Getting To Know Consumer Surfus And Producers And Examples
Illustration of surplus (Unsplash)

YOGYAKARTA Consumer surplus and producer surplus are two terms used by economists to understand the economic welfare of sellers and buyers in a market. Both are often used in the economic knowledge of welfare or commonly known as welfare economics.

The welfare economy is a study that studies the influence of resources on economic well-being. For more details, see the following explanation.

According to the Big Indonesian Dictionary (KBBI), the surplus is defined as a number that exceeds the usual results. Whereas in the context of consumer surpluses and producer surpluses, the understanding of surpluses is adjusted.

In the Measurement of Benefits and Costs (Measurement Cost Benefit Analysis) written by Dr. Tanti Novianti, SP, MSi, it is explained that the consumer surplus is the value of a consumer's willingness to pay for an item minus the value that he should have paid for. Consumer surplus can also be understood as a measure of benefit (benefit) that can be in the form of money (monetary gain), welfare (welfare), or satisfaction (satisfaction), obtained by buyers from the purchase and purchase of goods or services.

From this understanding, it can be understood that the consumer surplus is a voluntary price difference paid by consumers at a price that must be paid in order to get the goods or services they get.

For example, a consumer surplus illustration, a person wants to sell a type Z car in Jakarta. Then there are buyers who are interested in buying the car for Rp. 100 million. On the other hand, the price of a type Z car in the market is Rp. 80 million.

The willingness of buyers to pay (willingness to pay) for the car was carried out without coercion even though the car market price was below the market. That's where there is a consumer surplus whose value is Rp. 20 million, obtained from a reduction of Rp. 100 million (reduced) Rp. 80 million.

Meanwhile, the producer surplus (productor surplus) is a measure of the difference between the amount that producers can get from producing or selling goods or services in the market with a minimum benefit that can still be accepted by producers when producing or selling goods or providing services.
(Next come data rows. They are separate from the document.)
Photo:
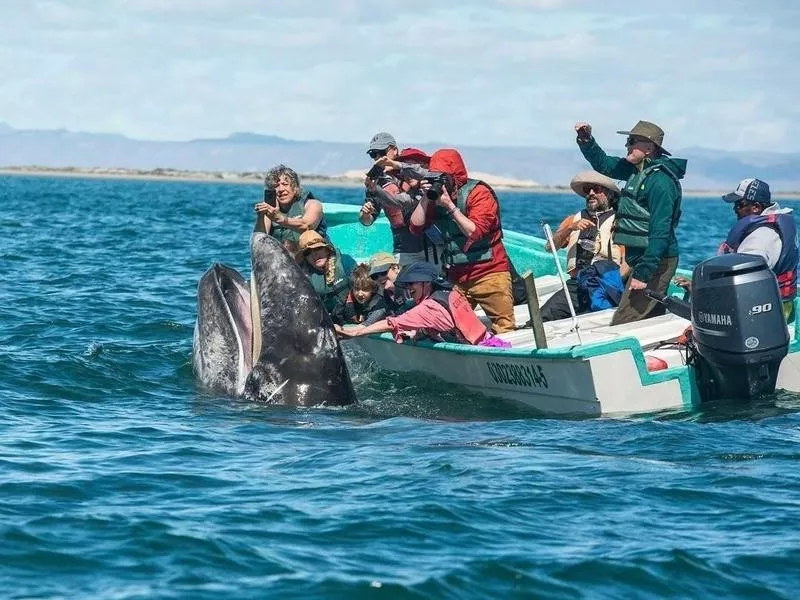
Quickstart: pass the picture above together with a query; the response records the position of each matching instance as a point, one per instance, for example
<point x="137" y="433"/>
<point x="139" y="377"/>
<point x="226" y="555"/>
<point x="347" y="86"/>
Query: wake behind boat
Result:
<point x="602" y="369"/>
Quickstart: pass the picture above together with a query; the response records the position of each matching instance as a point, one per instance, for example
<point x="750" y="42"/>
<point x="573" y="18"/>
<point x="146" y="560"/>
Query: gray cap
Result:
<point x="381" y="141"/>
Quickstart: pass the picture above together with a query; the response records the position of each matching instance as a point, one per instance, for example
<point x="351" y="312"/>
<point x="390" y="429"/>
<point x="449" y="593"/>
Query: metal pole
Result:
<point x="534" y="311"/>
<point x="549" y="234"/>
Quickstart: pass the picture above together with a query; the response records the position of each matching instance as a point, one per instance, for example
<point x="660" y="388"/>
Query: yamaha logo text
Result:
<point x="714" y="319"/>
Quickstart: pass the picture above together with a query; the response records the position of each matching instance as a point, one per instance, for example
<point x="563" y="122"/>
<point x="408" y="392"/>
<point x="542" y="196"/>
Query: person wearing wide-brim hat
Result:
<point x="440" y="312"/>
<point x="587" y="237"/>
<point x="326" y="268"/>
<point x="647" y="215"/>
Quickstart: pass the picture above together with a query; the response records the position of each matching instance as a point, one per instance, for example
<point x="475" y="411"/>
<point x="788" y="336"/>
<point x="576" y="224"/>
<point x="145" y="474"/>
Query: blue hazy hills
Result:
<point x="709" y="169"/>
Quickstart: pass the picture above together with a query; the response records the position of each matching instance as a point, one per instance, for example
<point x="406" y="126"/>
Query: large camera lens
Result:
<point x="434" y="191"/>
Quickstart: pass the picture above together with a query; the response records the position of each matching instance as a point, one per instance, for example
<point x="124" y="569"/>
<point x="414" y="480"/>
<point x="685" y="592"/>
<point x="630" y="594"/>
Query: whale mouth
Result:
<point x="236" y="295"/>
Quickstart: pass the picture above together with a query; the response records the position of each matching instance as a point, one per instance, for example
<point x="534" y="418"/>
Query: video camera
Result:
<point x="437" y="181"/>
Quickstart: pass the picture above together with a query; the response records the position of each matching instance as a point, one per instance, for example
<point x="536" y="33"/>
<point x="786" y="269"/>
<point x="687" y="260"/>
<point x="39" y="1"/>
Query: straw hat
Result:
<point x="592" y="178"/>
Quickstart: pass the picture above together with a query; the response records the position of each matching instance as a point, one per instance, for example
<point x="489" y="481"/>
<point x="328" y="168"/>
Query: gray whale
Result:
<point x="273" y="342"/>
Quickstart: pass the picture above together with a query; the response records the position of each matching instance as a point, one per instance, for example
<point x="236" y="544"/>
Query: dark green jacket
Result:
<point x="335" y="293"/>
<point x="659" y="194"/>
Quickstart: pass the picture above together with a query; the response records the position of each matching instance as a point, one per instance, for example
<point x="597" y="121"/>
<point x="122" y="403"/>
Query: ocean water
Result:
<point x="120" y="478"/>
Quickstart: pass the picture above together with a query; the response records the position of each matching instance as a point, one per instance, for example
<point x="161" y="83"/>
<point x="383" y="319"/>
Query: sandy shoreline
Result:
<point x="257" y="179"/>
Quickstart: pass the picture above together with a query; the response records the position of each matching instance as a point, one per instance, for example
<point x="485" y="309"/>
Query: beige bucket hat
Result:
<point x="592" y="178"/>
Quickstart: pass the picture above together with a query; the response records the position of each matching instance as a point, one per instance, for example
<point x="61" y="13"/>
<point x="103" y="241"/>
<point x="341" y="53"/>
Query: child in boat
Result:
<point x="363" y="305"/>
<point x="440" y="313"/>
<point x="384" y="269"/>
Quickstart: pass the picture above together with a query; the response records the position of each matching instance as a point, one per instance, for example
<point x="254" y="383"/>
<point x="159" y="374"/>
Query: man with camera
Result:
<point x="384" y="191"/>
<point x="467" y="214"/>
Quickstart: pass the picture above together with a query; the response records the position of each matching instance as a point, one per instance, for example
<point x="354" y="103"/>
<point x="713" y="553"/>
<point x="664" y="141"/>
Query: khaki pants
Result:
<point x="493" y="293"/>
<point x="635" y="306"/>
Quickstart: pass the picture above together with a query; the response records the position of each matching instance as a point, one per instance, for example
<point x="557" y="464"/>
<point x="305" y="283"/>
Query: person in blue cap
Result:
<point x="765" y="229"/>
<point x="440" y="312"/>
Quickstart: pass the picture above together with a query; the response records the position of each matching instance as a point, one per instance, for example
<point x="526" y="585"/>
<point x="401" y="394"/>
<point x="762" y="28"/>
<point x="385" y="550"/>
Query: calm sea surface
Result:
<point x="119" y="478"/>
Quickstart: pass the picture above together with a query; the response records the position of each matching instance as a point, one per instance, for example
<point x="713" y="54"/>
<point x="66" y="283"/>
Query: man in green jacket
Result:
<point x="648" y="213"/>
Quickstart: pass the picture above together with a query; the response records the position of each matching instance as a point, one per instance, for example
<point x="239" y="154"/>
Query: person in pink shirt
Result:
<point x="440" y="313"/>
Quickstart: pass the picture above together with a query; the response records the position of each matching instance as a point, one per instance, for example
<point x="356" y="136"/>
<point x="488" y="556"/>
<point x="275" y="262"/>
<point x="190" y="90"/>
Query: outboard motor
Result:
<point x="738" y="326"/>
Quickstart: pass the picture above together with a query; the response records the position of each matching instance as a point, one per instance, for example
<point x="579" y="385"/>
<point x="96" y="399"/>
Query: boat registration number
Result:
<point x="523" y="375"/>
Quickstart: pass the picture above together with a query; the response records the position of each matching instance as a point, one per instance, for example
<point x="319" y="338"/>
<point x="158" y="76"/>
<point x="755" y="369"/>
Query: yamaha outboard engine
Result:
<point x="738" y="326"/>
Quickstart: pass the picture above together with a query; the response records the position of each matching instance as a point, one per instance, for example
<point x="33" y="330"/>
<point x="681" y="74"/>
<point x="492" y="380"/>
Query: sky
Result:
<point x="713" y="73"/>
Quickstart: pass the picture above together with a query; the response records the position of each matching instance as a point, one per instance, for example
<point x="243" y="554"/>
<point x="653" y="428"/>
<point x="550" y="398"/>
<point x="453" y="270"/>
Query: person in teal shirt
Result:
<point x="648" y="213"/>
<point x="327" y="268"/>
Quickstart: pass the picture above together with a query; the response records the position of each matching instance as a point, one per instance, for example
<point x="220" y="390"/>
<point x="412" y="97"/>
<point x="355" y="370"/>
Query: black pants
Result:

As an illustration, a company plans to build an office building. The company held an open tender and four construction service providers, namely A, B, C, D, offered prices.

Each service provider successively proposes a different price, ranging from Rp. 100 million, Rp. 200 million, Rp. 300 million, and Rp. 400 million.

Each construction service provider has different qualifications that affect the proposed bid price. Meanwhile, the proposed price has a minimum acceptable figure taking into account the qualifications in each construction service.

Meanwhile, the cost budgeted by the company to build an office building is IDR 150 million. So company A who won the offer with a producer surplus of IDR 50 million.

The term producer surplus can also be interpreted as the difference in sales revenue minus the production costs that must be incurred. In the above case, the production surplus obtained by construction service provider A is IDR 50 million which is obtained from a reduction of IDR 150 million minus the production cost of IDR 100 million.

That's information related to the consumer surplus and the producer surplus, To get other interesting information, visit VOI.ID.